Human pose estimation 

When we develop an AI system, our goal is often to make it capable of either reproducing a task with the same accuracy as a human or assisting a human in the realization of a complex task. In both scenarios, we hope to build a system with some common sense. By common sense, we mean reasoning about its task and, more generally, the world or the environment if the AI is embedded in a robot. Yet, the world as we know it is mostly designed by humans, for humans. Therefore, to evolve common sense in this human world, an AI must understand how humans interact with the world. Robots should also be able to reproduce some human actions to interact with their environment. This necessity leads us to the problems of estimating both the posture of the humans present in a visual scene (human pose estimation) and their motion (human pose tracking).

Human pose estimation is a long-lasting computer vision problem that gained a lot of attention in the last decade. Indeed, solving this problem would have many important applications: in health (e.g., detection of people falling), “remote free” interaction in domotics, gaming, sports analytics, security, sport and dance AI assistants, etc. In fact, each application of AI to a domain involving human activity can generate multiple use cases requiring human pose estimation and/or tracking.

Yoga Demonstration

When developing our human pose module, we really wanted to test it on an interesting use case, and we finally chose yoga. This application is particularly exciting because it is directly linked to upcoming health applications, such as sport AI assistants. Moreover, yoga is a sport involving all body joints and limbs in a large diversity of poses. This is a perfectly challenging use case that obliges us to respect constraints that we might have otherwise ignored: the need to estimate a 3D skeleton in real-world units (meters) that is temporally stable (to have a physically plausible movement). Working on this first application is also an excellent way to identify recurring sources of error and make our system more robust. Now that we have presented the use case, let us introduce the features of our new module.


It is necessary to recognize human actions to understand the interaction between humans and their environment. These actions are defined by the motion of the rigid parts of a human body: the limbs. Because we need a representation usable in an artificial neural network, the human pose is usually defined by an ensemble of key points: the joints at each limb’s extremities. This representation defines a skeleton when we connect the key points that belong to a common limb.

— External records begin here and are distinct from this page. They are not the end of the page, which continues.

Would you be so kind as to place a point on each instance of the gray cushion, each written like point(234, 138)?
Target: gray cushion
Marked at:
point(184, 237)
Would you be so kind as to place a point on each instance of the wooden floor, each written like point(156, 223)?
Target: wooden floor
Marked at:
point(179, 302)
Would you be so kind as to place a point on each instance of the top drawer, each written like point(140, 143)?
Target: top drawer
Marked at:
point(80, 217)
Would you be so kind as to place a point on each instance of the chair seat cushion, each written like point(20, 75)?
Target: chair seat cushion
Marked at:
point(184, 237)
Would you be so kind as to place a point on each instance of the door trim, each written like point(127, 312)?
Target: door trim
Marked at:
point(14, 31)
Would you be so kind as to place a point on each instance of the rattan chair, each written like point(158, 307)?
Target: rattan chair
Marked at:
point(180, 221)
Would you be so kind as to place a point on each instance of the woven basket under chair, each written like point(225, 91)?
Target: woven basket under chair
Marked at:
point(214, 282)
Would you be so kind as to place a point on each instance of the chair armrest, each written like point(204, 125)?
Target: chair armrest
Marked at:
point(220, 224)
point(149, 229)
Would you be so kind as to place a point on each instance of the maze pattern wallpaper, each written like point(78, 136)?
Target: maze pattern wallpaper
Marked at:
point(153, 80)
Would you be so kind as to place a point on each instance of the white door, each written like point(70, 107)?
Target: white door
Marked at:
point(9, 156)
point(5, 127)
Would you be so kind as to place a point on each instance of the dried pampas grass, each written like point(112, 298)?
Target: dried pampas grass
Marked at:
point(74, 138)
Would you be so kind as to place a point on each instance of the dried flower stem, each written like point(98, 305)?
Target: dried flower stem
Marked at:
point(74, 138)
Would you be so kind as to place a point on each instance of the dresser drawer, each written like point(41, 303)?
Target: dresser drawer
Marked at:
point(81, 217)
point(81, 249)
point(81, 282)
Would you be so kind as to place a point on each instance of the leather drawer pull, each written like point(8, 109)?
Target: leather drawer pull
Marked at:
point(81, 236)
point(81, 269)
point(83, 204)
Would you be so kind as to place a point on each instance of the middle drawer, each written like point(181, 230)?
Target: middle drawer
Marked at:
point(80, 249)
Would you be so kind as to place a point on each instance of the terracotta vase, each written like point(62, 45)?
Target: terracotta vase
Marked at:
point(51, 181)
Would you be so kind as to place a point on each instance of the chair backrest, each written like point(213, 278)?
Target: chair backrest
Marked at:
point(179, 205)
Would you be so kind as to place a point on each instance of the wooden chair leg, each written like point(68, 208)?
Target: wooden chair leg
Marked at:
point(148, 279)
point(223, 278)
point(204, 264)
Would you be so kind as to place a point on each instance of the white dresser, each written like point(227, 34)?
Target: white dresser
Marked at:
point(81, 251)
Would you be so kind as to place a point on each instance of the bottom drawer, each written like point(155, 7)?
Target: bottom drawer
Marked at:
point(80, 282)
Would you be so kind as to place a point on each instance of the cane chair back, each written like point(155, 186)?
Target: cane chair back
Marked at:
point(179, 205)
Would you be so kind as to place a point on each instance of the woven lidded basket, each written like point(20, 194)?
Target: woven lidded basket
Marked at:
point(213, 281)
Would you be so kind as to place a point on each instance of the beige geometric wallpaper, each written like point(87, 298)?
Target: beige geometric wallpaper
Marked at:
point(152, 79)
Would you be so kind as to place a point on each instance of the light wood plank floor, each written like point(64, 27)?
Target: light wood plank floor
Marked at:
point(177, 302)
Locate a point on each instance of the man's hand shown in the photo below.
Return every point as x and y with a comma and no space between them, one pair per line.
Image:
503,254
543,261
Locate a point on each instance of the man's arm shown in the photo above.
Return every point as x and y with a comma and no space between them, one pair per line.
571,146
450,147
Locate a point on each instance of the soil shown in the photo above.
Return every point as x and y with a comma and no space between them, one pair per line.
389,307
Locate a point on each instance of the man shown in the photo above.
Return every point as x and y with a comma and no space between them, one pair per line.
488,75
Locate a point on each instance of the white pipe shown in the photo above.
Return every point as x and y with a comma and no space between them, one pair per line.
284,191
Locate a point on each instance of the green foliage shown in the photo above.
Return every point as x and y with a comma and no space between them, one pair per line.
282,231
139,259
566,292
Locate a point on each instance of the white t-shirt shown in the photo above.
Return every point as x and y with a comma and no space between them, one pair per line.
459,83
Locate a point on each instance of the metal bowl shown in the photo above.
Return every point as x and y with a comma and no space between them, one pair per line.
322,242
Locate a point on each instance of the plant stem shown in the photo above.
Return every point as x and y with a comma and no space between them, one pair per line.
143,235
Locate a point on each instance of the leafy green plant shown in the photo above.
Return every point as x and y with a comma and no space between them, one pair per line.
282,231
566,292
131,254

A first approach to obtain information about humans in a robot’s environment is to analyze each picture taken by a camera placed on the robot. With our human pose estimation module, we can estimate each person’s 2D pose in the scene. This 2D pose provides information about key points in the image (which pixels correspond to a body joint).

This approach can be satisfactory in some applications, for example, some basic gesture recognition. But many use cases require information about the 3D skeleton in real metric units (meters) in a 3D space, which is consistent with the real world. For example, a robot moving in an environment. Therefore, we included a 3D pose estimation module.

Because the final goal is to understand human motion, we want to analyze the human pose’s evolution through time. While a picture is enough to obtain a static human pose, we can do a lot better from a video (or sequence of pictures) and track the pose’s evolution. Therefore, we added a feature to track the 3D skeleton as it moves. This allows us to make better predictions about future poses based on past observations. Tracking also makes the estimation robust to the presence of noisy data and to sensor failures (lack of detection or false detection) at some time steps.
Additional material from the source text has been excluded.